Leon County educators applaud Gov. DeSantis’ decision to eliminate standardized testing
TALLAHASSEE, Fla. (WCTV) - Governor Ron DeSantis announced at a press conference on Tuesday that the state will completely eliminate standardized testing, starting in the 2022 school year.
Florida schools will transition to a “progress monitoring system,” DeSantis explained, that will replace the traditional one big high-pressure test at the end of the school year with three shorter tests in the Fall, Winter and Spring. Administrators say this will reduce pressure on students and allow teachers more flexibility in tailoring their curriculums to fit students’ needs.
Leon County educators and administrators are applauding Governor DeSantis’ decision to eliminate standardized testing in Florida.
“The bottom line is, teachers are gonna teach. The question is, what is it that we’re gonna focus on? Learning or testing?” said Leon Classroom Teachers Association President Scott Mazur.

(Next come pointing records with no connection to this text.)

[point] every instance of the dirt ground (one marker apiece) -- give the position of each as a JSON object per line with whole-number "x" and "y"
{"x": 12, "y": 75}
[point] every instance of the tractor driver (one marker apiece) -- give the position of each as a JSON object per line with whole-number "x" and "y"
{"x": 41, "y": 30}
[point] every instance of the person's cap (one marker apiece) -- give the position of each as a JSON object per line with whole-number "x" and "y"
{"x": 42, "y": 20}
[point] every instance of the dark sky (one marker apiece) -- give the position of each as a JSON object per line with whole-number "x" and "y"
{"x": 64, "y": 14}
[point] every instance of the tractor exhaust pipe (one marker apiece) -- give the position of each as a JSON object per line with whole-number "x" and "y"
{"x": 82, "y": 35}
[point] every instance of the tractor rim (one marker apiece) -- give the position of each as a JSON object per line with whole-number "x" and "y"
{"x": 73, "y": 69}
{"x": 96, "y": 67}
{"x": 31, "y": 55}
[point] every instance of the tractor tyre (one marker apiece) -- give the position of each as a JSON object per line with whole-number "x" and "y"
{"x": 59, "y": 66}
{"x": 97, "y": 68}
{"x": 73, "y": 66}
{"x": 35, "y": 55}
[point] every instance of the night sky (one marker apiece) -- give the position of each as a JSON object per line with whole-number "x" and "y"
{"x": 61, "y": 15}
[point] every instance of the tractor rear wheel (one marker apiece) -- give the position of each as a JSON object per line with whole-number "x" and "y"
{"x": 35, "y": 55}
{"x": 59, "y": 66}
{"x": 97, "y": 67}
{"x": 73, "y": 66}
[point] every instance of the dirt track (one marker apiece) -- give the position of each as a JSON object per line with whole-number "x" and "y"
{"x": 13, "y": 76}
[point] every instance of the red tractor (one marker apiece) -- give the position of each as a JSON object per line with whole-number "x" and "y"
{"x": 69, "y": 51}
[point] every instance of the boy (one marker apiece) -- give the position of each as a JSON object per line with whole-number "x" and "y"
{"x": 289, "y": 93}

When asked about the standardized testing, Superintendent of Leon County Schools Rocky Hanna, said, “I just don’t think it’s healthy for our kids. If you’re dedicating the entire month of April and made a testing, there’s not a lot of learning that’s going on because we’ve shut the school down, just to accommodate for that one single test.”
Under DeSantis’ new legislative proposal, schools will instead use a system of progress monitoring to evaluate student performance throughout the year.
“If you look at what we’re doing, this is gonna be more student friendly, more teacher friendly and more parent friendly,” said DeSantis.
The governor says under this new system, students will spend 75% less time time testing, leaving more time for learning.
“I think progress monitoring throughout the course of the year periodically is going to serve our school districts in our state much better than a single standardized test,” said Hanna.
Under the current system, elementary schools in Leon County are evaluated solely based on their performance on the Florida Standards Assessment, meaning schools that don’t perform well get less funding. Superintendent Hanna hopes the new system will make things more equitable.